Matrices and Matrix Theory

In linear algebra, a matrix is a rectangular array of numbers arranged in rows and columns. Matrices can be added and multiplied according to certain rules. They are used to represent linear transformations, which are mappings that preserve the operations of addition and scalar multiplication.

Matrix Operations

Matrix operations include addition, multiplication, and transposition, as well as the computation of the inverse and determinant of a matrix.

Systems of Linear Equations

A system of linear equations is a collection of equations, each of which is linear in the same set of variables. The Gaussian elimination method can be used to solve systems of linear equations.
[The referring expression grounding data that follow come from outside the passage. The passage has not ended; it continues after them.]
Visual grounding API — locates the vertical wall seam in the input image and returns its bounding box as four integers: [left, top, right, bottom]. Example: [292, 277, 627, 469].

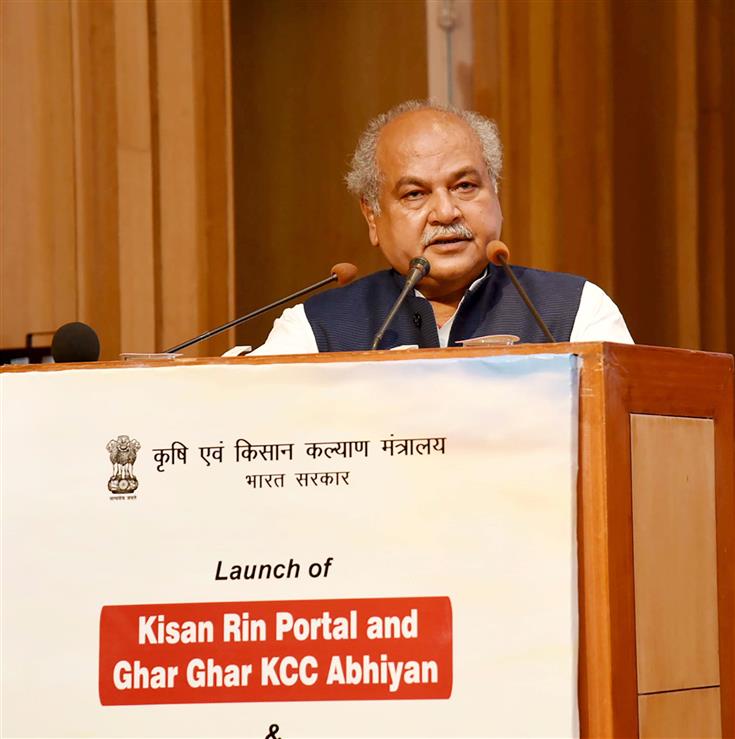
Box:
[222, 0, 235, 327]
[147, 0, 163, 351]
[68, 0, 81, 319]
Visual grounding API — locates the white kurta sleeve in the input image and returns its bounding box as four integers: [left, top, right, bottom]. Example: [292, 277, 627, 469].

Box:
[246, 304, 319, 356]
[570, 282, 634, 343]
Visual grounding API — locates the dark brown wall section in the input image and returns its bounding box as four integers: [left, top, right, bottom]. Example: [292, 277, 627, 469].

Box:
[230, 0, 428, 348]
[474, 0, 735, 354]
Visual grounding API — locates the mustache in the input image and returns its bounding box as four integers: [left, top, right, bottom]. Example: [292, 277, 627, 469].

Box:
[422, 222, 474, 247]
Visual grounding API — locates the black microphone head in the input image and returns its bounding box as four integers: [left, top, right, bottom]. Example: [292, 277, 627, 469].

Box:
[409, 256, 431, 278]
[51, 322, 101, 363]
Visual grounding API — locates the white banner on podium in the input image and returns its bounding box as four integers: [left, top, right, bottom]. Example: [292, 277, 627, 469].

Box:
[1, 353, 579, 738]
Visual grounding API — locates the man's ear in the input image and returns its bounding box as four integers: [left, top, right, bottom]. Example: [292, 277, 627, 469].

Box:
[360, 199, 380, 247]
It involves a sequence of operations applied to the corresponding matrix of coefficients.

A step-by-step illustration of the Gaussian elimination process

Eigenvalues and Eigenvectors

In linear algebra, an eigenvector of a linear transformation is a non-zero vector that changes by a scalar factor when that linear transformation is applied to it. The corresponding scalar is called an eigenvalue.

Applications of Linear Algebra

Linear algebra is used in almost all areas of mathematics, as well as in many areas of science and engineering. It is essential in the fields of computer graphics, statistics, quantum mechanics, electrical engineering, and many others.